Such a simple idea, not tried them but bet they taste damn good with a nicely flavoured whey... top share Tony. :thumbup1:


----------



## NovemberDelta

I am about to make right mow, i'll be back in 15 to say how they are.


----------



## NovemberDelta

I've actually just made these and am eating them now. Took less than 5 mins so easy. Really delicious. cheers.


----------



## Raeno

Ive revised the recipe a little now & taken the whey out! So I use 400ml of egg whites (been using pasturised liquid whites but I dont see why normal whites wouldnt work just as well) with a big dash of cinnamon. Mix the lot up, spray up a frying pan with some form of non stick fat & pour in a enough to fill the pan, without making it thick. They only take about 60 seconds on the 1st side to get some colour, then flip & about 30seconds on the other side. Stack em up, add almond butter to the top one, along with sugar free maple syrup & its money


----------



## murphy2010

Made these muffins a few times, actually really nice


----------



## tonyc74

Raeno said:


> Ive revised the recipe a little now & taken the whey out! So I use 400ml of egg whites (been using pasturised liquid whites but I dont see why normal whites wouldnt work just as well) with a big dash of cinnamon. Mix the lot up, spray up a frying pan with some form of non stick fat & pour in a enough to fill the pan, without making it thick. They only take about 60 seconds on the 1st side to get some colour, then flip & about 30seconds on the other side. Stack em up, add almond butter to the top one, along with sugar free maple syrup & its money
> 
> View attachment 93449


cool!

i think it depends on the whey sometime some whey can leave a manky after taste especially when its baked!

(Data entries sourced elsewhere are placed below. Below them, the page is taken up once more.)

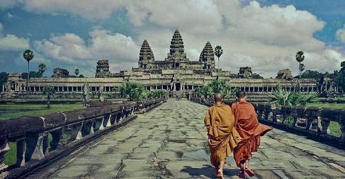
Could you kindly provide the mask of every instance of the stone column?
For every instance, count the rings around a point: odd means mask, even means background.
[[[93,130],[93,121],[92,122],[89,122],[87,123],[85,123],[83,125],[83,129],[81,131],[81,134],[83,136],[89,135],[89,134],[92,134],[95,131]]]
[[[95,131],[104,129],[104,126],[103,125],[103,120],[104,120],[104,116],[103,116],[101,118],[99,118],[96,120],[96,125],[95,127]]]
[[[106,124],[106,127],[111,127],[111,117],[112,115],[110,114],[106,114],[104,116],[104,124]]]
[[[44,158],[43,153],[43,134],[33,134],[27,136],[25,139],[26,150],[25,152],[25,161],[28,162],[31,159],[42,160]]]
[[[17,140],[17,162],[16,166],[23,167],[25,165],[25,138]]]
[[[1,172],[5,171],[8,167],[8,165],[3,164],[3,160],[5,160],[5,154],[10,150],[8,147],[8,140],[0,140],[0,177]]]
[[[70,136],[70,140],[72,141],[75,140],[81,140],[83,138],[83,136],[81,135],[81,127],[83,127],[83,124],[76,124],[72,126],[72,135]]]
[[[50,141],[50,151],[55,150],[57,148],[57,146],[59,145],[59,142],[60,141],[60,139],[62,136],[62,134],[63,134],[63,128],[60,128],[57,130],[53,131],[50,132],[50,134],[52,135],[52,141]]]

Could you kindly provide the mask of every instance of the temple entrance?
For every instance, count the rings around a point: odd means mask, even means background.
[[[175,83],[176,91],[181,90],[181,83]]]

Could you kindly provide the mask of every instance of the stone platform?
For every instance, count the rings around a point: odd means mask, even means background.
[[[206,144],[207,107],[168,100],[121,129],[30,178],[215,178]],[[274,129],[262,138],[248,178],[344,178],[345,151]],[[233,156],[226,178],[238,178]]]

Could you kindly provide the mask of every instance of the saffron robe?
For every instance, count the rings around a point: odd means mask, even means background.
[[[233,103],[231,109],[235,118],[235,128],[242,138],[234,150],[234,158],[237,167],[241,160],[250,159],[252,152],[257,151],[260,136],[273,128],[259,123],[254,107],[246,101]]]
[[[226,162],[226,157],[241,137],[234,128],[234,116],[228,105],[219,103],[210,107],[205,115],[204,123],[210,138],[208,146],[211,163],[218,167],[220,161]]]

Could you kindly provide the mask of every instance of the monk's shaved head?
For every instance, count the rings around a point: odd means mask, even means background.
[[[244,97],[246,97],[246,92],[241,90],[236,94],[236,97],[239,99],[244,98]]]
[[[215,99],[215,102],[221,102],[223,99],[223,95],[220,93],[216,93],[213,98]]]

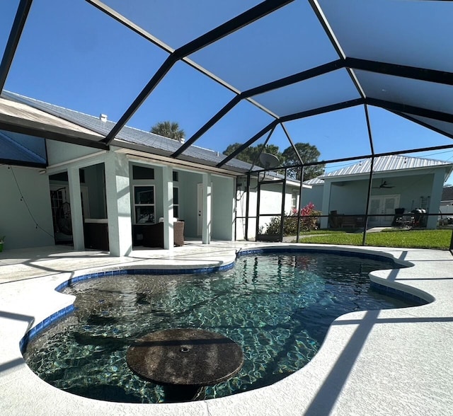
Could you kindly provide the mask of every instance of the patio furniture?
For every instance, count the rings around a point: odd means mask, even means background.
[[[144,247],[160,247],[164,248],[164,222],[143,226],[142,245]],[[184,221],[173,223],[173,243],[176,246],[184,245]]]

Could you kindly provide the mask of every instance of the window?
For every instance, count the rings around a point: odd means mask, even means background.
[[[173,188],[173,216],[179,218],[179,188]]]
[[[154,169],[132,165],[133,179],[154,179]]]
[[[134,187],[134,211],[135,224],[154,224],[154,187]]]

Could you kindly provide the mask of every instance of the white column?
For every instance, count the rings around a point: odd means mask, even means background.
[[[129,161],[125,155],[110,152],[105,166],[110,255],[127,255],[132,250]]]
[[[202,173],[202,242],[203,244],[211,243],[212,185],[211,174]]]
[[[323,188],[323,215],[328,215],[331,205],[331,181],[325,180]],[[328,218],[323,216],[321,219],[321,228],[326,229],[328,224]]]
[[[430,197],[430,205],[427,209],[429,214],[437,214],[439,212],[445,180],[445,171],[444,169],[436,169],[434,178],[432,178],[432,189]],[[433,215],[428,216],[426,222],[426,228],[435,230],[437,226],[437,216]]]
[[[164,248],[173,249],[175,235],[173,230],[173,168],[162,168],[162,204],[164,208]]]
[[[68,169],[69,185],[69,201],[71,203],[71,224],[72,225],[72,241],[74,250],[84,250],[84,218],[82,216],[82,200],[80,195],[80,175],[79,168]]]

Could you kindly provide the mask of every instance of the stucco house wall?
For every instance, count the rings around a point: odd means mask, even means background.
[[[54,245],[49,180],[40,169],[0,166],[4,250]]]

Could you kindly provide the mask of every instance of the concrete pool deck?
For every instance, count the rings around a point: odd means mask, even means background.
[[[123,267],[213,267],[237,250],[300,247],[393,255],[413,267],[374,272],[379,283],[434,301],[403,309],[337,318],[303,369],[260,389],[189,403],[137,405],[88,399],[42,381],[25,364],[19,342],[70,305],[54,289],[76,275]],[[427,415],[453,414],[453,256],[449,251],[248,242],[196,242],[125,258],[48,247],[0,253],[0,415]]]

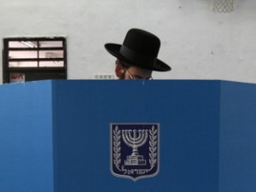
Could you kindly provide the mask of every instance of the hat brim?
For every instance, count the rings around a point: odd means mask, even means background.
[[[112,55],[123,60],[125,61],[127,61],[132,65],[137,66],[137,67],[142,67],[140,63],[135,63],[133,61],[130,61],[129,58],[125,58],[123,55],[120,55],[119,50],[120,50],[121,45],[120,44],[105,44],[105,49],[108,50],[108,53],[110,53]],[[154,65],[152,67],[145,67],[144,66],[142,67],[147,69],[150,69],[153,71],[158,71],[158,72],[166,72],[166,71],[171,71],[172,68],[170,66],[163,62],[162,61],[156,59],[156,61]]]

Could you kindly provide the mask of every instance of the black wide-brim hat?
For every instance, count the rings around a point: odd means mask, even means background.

if i do use whey i just stick to one scoop now


----------



## methos

Going to give that a try now. Great recipe but quite possibly the worst camera work ever lol!


----------



## tonyc74

methos said:


> Going to give that a try now. Great recipe but quite possibly the worst camera work ever lol!


i dont have a camera crew mate just me and the iphone and the kitchen lol !


----------



## reza85

:rockon:NICE


----------



## methos

tonyc74 said:


> i dont have a camera crew mate just me and the iphone and the kitchen lol !


That was done on an iPhone??? Fair play then mate!


----------



## Kane T

Wish I knew about these when I was on my cut.

Can you do the same but with full egg?


----------



## tonyc74

Kane T said:


> Wish I knew about these when I was on my cut.
> 
> Can you do the same but with full egg?


yeah would be fine to use whole egg


----------



## pickle21

I just tried the pancake recipe. 1 whisked egg white, 1/2 scoop of strawberry whey & 1/2 tsp of cocoa powder.

It was too bad at all !


----------



## Ben89

This looks awesome. Definitely trying these recipes soon, I'm on a extremely low carb diet and to say I'm craving something sweet would be an understatement!


----------



## Wardy33

Yum


----------



## TypeR

Just made these with the pancake I used bsn banana come out really nice and for the sauce I used starwberry whey with a bit of sweetner. Really nice just what I needed


----------



## Dan 45

Any chance someone could write up the recipe for those of us that can't view youtube at work?


----------



## Wardy33

Defo gna try this tonight x


----------